Diyerek o meşhur deyişimize imza atar.

Esed rejiminin kalleş saldırısı sonucu,

Şehit oldu piyade yüzbaşı Süleyman Şahin.

Afyonkarahisar’ın Dinar ilçesindeki  düzenlenen cenaze töreninde.

İyi parti Isparta milletvekili Aylin Cesur,

Kürklü, lüks beyaz mantosu ile poz verdi, şehit naaşın önünde.

İyi partili vekilin, vatan millet düşkün olduğundan asla kuşkum yok.

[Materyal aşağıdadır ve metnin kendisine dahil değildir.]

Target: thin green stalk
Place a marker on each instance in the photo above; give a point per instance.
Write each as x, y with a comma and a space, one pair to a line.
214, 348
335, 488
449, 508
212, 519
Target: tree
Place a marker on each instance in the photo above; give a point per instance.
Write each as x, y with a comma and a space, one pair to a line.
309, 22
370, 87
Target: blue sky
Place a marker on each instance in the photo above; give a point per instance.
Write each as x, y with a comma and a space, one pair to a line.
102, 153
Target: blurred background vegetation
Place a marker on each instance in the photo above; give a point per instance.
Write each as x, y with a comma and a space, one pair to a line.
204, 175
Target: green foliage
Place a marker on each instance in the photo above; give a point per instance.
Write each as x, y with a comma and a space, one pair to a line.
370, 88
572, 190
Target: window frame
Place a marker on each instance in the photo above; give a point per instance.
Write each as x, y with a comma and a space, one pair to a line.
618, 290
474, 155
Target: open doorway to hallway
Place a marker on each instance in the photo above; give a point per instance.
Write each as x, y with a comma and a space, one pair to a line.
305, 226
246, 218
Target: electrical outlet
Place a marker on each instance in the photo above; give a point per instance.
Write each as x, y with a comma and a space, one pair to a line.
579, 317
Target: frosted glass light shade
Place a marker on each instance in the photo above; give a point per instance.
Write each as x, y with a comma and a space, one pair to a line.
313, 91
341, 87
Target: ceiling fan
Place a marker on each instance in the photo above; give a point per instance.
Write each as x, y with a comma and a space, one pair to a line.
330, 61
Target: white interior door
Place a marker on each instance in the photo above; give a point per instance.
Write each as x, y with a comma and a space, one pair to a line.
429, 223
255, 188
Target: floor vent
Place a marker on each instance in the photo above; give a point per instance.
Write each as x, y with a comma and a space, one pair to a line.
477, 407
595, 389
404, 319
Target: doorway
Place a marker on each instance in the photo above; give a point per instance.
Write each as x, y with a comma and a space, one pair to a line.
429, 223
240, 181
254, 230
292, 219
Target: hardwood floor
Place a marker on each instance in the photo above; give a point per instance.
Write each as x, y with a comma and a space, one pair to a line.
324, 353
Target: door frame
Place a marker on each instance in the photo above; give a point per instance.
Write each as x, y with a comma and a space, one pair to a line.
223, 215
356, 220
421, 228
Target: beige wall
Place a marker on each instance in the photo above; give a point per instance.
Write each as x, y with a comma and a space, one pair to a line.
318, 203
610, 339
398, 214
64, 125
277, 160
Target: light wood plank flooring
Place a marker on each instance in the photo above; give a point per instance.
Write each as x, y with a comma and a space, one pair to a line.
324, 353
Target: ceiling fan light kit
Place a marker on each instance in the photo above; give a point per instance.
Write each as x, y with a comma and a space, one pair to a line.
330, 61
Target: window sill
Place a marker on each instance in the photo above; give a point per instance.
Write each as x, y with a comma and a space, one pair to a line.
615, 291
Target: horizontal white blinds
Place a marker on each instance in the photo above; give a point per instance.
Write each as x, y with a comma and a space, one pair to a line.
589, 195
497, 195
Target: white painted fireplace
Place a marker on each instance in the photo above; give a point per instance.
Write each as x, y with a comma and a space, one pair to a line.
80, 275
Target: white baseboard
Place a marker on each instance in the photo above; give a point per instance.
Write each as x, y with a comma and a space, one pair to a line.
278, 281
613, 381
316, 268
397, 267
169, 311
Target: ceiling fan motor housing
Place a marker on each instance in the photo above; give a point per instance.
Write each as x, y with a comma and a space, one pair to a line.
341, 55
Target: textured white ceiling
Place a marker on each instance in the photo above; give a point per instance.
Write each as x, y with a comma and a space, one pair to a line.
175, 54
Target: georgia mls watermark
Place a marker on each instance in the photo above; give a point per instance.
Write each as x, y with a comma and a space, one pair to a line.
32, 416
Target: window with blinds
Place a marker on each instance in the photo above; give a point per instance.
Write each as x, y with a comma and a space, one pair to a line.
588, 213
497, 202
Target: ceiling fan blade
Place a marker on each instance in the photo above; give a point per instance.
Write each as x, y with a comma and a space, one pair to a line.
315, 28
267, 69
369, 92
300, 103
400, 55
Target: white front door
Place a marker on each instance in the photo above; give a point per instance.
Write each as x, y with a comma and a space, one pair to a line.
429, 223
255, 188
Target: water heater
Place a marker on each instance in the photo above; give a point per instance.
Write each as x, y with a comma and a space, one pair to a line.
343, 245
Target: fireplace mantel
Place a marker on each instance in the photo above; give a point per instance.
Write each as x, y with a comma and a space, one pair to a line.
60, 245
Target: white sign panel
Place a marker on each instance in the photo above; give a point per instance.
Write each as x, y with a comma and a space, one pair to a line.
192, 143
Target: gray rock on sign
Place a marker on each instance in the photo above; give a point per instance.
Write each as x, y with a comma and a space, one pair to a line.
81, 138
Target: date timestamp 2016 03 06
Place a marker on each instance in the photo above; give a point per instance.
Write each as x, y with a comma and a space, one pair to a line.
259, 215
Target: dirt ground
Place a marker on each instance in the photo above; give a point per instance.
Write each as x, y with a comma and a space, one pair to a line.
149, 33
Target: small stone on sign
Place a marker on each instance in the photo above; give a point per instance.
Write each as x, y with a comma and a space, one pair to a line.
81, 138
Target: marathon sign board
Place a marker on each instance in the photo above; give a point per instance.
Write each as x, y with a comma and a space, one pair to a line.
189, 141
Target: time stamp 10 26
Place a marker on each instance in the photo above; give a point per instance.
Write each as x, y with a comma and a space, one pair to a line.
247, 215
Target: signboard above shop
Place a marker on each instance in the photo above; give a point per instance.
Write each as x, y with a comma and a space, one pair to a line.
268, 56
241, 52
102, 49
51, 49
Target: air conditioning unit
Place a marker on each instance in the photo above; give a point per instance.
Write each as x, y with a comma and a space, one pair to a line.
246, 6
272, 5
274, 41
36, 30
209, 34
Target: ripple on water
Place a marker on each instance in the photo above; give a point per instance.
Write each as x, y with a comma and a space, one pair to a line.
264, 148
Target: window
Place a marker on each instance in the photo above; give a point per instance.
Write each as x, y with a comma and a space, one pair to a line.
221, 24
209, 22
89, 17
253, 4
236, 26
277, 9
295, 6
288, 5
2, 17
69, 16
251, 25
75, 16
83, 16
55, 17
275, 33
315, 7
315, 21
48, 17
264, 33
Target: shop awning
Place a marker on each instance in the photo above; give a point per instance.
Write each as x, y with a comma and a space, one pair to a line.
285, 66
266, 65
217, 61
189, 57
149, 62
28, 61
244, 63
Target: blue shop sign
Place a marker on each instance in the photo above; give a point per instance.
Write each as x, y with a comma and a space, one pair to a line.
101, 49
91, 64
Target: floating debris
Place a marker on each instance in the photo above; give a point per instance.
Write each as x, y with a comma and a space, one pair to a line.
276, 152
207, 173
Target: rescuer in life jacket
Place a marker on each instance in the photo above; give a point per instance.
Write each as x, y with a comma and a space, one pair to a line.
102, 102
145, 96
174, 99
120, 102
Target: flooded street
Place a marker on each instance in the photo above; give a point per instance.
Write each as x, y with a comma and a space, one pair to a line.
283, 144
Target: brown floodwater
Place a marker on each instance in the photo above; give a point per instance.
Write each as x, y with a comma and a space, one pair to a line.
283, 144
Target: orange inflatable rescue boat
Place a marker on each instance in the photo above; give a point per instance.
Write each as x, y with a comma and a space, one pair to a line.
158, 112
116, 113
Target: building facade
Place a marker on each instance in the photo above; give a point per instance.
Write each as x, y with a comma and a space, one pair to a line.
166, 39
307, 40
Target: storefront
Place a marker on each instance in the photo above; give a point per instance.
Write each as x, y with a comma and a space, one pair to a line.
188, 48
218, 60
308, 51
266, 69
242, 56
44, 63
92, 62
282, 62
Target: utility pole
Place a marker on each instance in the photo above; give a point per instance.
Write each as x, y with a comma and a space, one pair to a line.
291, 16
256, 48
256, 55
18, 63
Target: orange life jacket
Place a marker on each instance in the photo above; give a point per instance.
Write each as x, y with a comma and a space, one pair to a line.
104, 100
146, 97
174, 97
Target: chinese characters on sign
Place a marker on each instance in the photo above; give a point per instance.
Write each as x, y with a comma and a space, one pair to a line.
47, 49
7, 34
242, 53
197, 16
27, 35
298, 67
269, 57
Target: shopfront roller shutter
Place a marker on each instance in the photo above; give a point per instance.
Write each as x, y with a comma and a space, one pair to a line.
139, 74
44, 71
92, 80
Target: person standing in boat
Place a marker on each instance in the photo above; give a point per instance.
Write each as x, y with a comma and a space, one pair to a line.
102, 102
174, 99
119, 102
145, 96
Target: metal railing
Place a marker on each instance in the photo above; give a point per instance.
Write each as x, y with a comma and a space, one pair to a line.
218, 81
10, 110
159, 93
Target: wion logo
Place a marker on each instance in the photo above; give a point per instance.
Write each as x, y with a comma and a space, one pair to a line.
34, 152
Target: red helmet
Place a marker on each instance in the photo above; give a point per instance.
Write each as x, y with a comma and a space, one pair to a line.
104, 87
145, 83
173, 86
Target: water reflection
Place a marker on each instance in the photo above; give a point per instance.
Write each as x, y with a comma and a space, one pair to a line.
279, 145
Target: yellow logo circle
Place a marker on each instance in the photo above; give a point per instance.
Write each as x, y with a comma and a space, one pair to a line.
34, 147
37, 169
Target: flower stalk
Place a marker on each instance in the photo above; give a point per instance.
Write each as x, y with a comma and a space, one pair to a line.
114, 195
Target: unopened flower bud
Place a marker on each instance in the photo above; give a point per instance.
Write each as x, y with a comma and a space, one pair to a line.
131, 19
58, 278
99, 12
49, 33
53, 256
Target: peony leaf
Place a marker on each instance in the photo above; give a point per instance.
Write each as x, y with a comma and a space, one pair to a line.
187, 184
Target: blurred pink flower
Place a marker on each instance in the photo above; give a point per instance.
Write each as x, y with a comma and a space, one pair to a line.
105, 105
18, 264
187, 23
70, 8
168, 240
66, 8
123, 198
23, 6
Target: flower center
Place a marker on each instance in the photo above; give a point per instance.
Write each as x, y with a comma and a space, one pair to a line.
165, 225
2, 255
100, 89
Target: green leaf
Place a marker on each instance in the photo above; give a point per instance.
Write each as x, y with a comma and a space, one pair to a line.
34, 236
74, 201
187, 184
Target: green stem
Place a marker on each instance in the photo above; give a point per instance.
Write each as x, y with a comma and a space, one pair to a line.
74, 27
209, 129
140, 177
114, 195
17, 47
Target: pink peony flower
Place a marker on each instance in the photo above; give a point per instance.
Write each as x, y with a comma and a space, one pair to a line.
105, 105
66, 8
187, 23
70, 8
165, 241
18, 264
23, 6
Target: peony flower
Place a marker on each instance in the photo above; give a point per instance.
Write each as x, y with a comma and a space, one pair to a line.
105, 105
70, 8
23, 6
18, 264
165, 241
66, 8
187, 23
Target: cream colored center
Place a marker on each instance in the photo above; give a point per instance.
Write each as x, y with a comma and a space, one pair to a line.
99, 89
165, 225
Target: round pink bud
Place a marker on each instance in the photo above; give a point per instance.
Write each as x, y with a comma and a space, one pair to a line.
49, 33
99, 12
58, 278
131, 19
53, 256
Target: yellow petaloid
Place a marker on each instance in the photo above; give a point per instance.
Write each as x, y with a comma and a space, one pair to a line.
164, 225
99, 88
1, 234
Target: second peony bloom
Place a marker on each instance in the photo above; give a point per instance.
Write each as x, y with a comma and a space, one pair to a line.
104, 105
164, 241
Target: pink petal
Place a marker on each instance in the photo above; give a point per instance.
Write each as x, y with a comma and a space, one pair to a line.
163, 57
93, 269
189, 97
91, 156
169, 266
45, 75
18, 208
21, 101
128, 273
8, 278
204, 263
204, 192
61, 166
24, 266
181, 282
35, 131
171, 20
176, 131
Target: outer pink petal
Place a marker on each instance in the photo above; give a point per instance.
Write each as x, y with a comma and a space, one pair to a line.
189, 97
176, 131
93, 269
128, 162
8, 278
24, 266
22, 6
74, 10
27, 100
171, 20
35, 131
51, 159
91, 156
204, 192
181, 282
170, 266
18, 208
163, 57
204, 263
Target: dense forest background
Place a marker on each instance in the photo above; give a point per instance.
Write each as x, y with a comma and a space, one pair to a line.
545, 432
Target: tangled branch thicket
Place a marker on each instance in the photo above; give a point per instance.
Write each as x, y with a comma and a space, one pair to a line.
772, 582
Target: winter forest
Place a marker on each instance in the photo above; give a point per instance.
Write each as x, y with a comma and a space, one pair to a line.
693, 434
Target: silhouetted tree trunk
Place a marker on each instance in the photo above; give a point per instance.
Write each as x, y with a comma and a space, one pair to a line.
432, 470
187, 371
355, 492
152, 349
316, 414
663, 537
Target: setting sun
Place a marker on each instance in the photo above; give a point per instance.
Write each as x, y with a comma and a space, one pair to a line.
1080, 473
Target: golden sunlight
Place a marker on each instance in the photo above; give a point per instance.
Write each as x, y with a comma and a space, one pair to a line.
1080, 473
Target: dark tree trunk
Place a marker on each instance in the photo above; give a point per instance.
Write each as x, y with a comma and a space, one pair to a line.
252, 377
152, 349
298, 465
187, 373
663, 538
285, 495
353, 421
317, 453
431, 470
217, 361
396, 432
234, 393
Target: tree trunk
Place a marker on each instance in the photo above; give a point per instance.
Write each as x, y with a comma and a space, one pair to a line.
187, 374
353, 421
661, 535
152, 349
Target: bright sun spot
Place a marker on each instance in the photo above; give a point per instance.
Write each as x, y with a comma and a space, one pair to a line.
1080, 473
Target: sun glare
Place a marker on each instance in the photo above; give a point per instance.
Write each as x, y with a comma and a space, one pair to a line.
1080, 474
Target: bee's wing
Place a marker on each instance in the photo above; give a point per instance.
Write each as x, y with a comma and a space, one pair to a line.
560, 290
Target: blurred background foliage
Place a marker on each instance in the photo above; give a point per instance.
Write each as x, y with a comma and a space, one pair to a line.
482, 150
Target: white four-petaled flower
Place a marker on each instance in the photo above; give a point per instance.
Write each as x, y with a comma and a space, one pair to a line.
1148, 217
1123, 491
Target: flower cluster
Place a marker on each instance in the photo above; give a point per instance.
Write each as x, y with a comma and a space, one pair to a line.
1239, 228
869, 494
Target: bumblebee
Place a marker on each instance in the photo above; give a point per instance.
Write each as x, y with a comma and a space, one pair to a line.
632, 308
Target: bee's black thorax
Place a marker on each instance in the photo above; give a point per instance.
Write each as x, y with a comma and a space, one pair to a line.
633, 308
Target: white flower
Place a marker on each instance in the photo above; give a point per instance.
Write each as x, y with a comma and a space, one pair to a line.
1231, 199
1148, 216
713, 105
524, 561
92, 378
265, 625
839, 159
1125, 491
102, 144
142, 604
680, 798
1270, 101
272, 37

Salt matemin rengi siyahtır!

Vekile diyeceğim odur ki,

“Siyaset düşkünü,

Beyaz kürk giyer acı günü!”

Kısacası

"Beyaz giyme söz olur. kürkle, poz verme öfke olur."

******

Sputnik ilk Rus casus uydusudur.

Birilerin uydusu olmak.

Uyuyan toplumlarda revaçtadır.

Tıpkı sputnik muhabirlerin;

" çalınmış vilayet Hatay" demesi gibi

Bu ülkede yaşa nefes al,

Karbon sal.

Alnımıza kara çal.

Çalmak ise konu.

Rusların, esareti altında yaşayan,

Milletlerin özgürlüğünden ve hürriyetlerinden

Çalmasından başlayabiliriz.

Hele hele

Suriye’nin yer altı yer üstü kaynakları

Emperyalist güçler tarafından çalınırken

Hatay’ ı çalınan il olarak gösterme,k

Yavuz hırsızın ev, sahibini bastırmasından öte bir şey değildir.

******

İstanbul boğazı'nın geçen

Rus savaş gemilerinin isimleri,

Amiral Makarov ve amiral Grigorovich'ti.

Stepan Makarov,

93 harbi olarak da bilinen 1877-1878

Osmanlı-Rus savaşı'nda, osmanlı donanmasına

İlk darbeyi indiren Rus amiraliydi.

Ivan Grigorovich ise 1911'den 1917 devriminin başlangıcına kadar

Rus imparatorluğunun son deniz bakanı,

Dünya savaşı'nda osmanlı sahillerini bombalayan

Rus donanmasının amiraliydi.

Suriye konusunda Türkiye’ye subliminal mesaj verilmek istiyorlarsa

Aldık.

Hayatta hiç bir şey karşılıksız kalmaz.

Bir daha ki geçişlerinde, boğazın iki yakasına

Katerina ile Baltacı Mehmet paşanın resmini asmayan namert olsun!